Personal information
- Full name: Eric Lingfeng Peters
- Born: May 30, 1997 (age 29) Ottawa, Ontario, Canada
- Height: 1.73 m (5 ft 8 in)
- Weight: 81 kg (179 lb)

Sport
- Sport: Archery

Medal record
Men's recurve archery
Representing Canada
World Championships
| Silver medal – second place | 2023 Berlin | Individual |
Pan American Championships
| Silver medal – second place | 2026 Tlaxcala | Individual |
Pan American Games
| Gold medal – first place | 2019 Lima | Team |
| Bronze medal – third place | 2019 Lima | Individual |
Representing Mixed-NOCs
Youth Olympic Games
| Bronze medal – third place | 2014 Nanjing | Mixed Team |

= Eric Peters (archer) =

Canadian recurve archer (born 1997)

Eric Lingfeng Peters (born May 30, 1997) is a Canadian recurve archer.

==Career==
Peters made his international debut at the 2014 Summer Youth Olympics. He finished 17th in the individual event. He won bronze in the international mixed team event alongside Finnish archer Mirjam Tuokkola.

He won gold at the 2019 Pan American Games in Lima as part of the team competition alongside teammates Crispin Duenas and Brian Maxwell. Peters also won a bronze in the individual event in Lima, upsetting world record holder Brady Ellison in the quarterfinals.
Eric Peters won a silver medal in 2023 World Archery Championships where he lost to Mete Gazoz by a 6-4 score in Berlin.

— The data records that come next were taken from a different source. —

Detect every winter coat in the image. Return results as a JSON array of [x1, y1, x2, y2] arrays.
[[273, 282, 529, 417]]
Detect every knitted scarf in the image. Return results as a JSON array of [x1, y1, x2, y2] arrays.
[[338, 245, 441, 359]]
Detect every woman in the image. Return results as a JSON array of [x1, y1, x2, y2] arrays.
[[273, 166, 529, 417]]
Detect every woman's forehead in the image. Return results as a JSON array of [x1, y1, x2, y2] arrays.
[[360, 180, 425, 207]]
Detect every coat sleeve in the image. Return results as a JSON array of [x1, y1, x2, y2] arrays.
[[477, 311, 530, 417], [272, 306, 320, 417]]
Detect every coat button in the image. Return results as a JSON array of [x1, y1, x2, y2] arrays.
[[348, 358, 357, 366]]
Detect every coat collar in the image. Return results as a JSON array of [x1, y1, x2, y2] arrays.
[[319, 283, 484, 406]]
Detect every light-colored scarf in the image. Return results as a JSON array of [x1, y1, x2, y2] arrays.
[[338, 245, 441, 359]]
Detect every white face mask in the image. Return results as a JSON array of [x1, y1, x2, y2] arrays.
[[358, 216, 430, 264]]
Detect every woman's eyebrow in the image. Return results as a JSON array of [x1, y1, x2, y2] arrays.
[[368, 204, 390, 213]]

In 2024, Peters was named to his first Olympic team. At the 2024 Paris Olympics Peters scored 659 in the qualification round, seeding him 36th. He then made it to the round of 16 via a close shootoff against 4th seed Dhiraj Bommadevara before being knocked out by Tokyo Olympics Silver medallist Mauro Nespoli.